Group exhibition at Taikang Space
The most recent exhibition at Taikang Space, “La Chambre Claire,” was a laid back affair that brought together five works capable of being addressed to the idea of “photography.” To have enlisted Barthes’ original title was a pleasant way to frame the show. None of these works are straight photography; instead, in the words of the exhibition text, “This is an exhibition without photographs but the phantom of photography is everywhere to see.
It was the central room here that was the most striking, with Liu Wei’s often-quoted “As Long As I Can See It” series of 2006 (shown that year at Beijing Commune), wherein Polaroid photographs of ordinary objects were presented alongside the objects themselves (a fridge door, a washing machine), which had been brutally sawn off to conform to the photograph’s composition. These works offer a candid play on the relationship between reality and its image as abducted by the lens — where a photograph is widely perceived to be a simple subtraction from reality (remember the verb to “take” a photograph), what if reality were to be re-presented as per that image?
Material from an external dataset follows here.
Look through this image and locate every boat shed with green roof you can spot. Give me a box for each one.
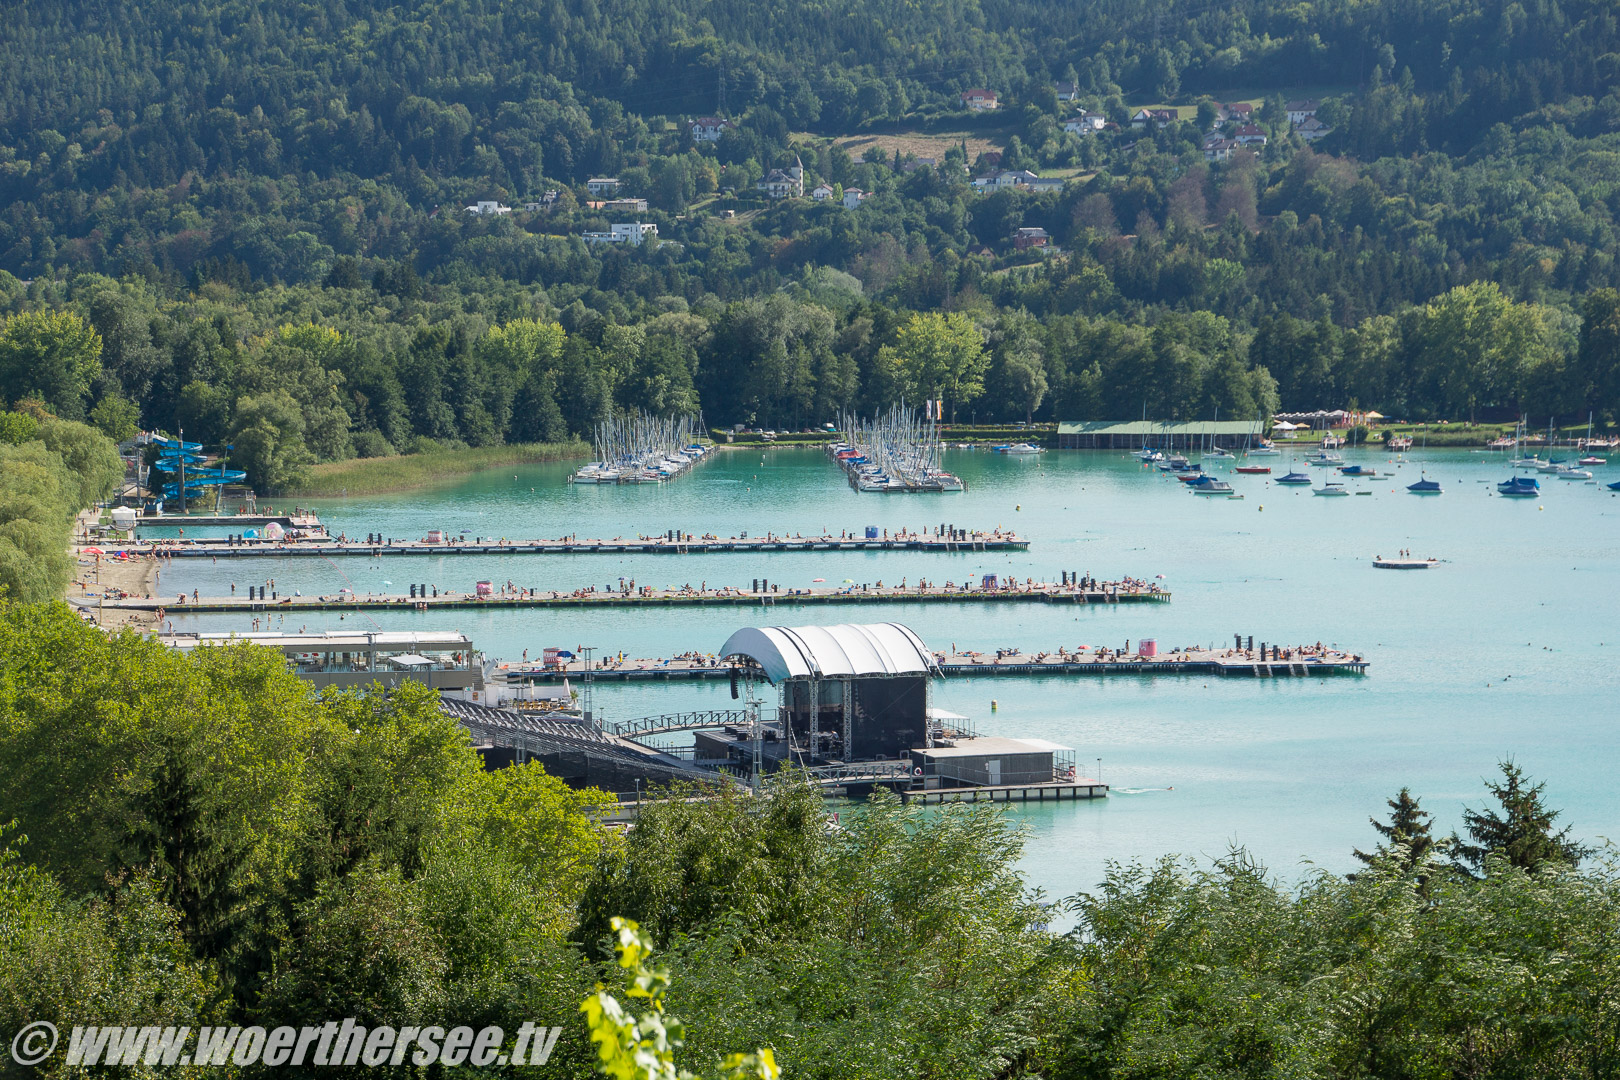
[1057,420,1263,450]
Although simple at the outset, these are compelling works whose action generates questions about perception, the integrity of images and the power of the auteur to control and tell of these relationships. Also here was “Work 15#,” a production of this year by Liu Chuang. A plain white structure of a room with a blank doorway cut into it becomes the stage for a gradually expanding and contracting blue light from a facing projector. The vivid, colored area casting soundlessly over an empty form offered an original contemplation on the transmission of light onto a waiting surface (photographic paper, film), as well as a smooth minimalist statement.
The rest of the works in the exhibition were somewhat underwhelming in comparison with these two, perhaps lacking the effective combination they share of the visual and physical. Zheng Guogu doubled the inherent illusion of photography, rendering a photograph almost imperceptibly as an ink painting on silk (“The Line In Front of MoMA’s Entrance,” 2008-9); the adjacent installation by Wang Yuyang called “Let There Be Light” (2012) enlists this infamous sentence as a code governing the shutter speed of a camera hidden in a walk-in black box, set off by the entrance of a visitor. Upstairs, Zhang Liaoyuan’s wall of A4 paper packets imply the onset of images on white fields and form an image themselves from the patterns and captions of the packaging. This is an idea that could, like the premise of the exhibition as a whole, have been explained and extended to better effect. As it stood, two strong works were able to speak for themselves, where others — and the wonderful writings of Roland Barthes — did not instill themselves enough.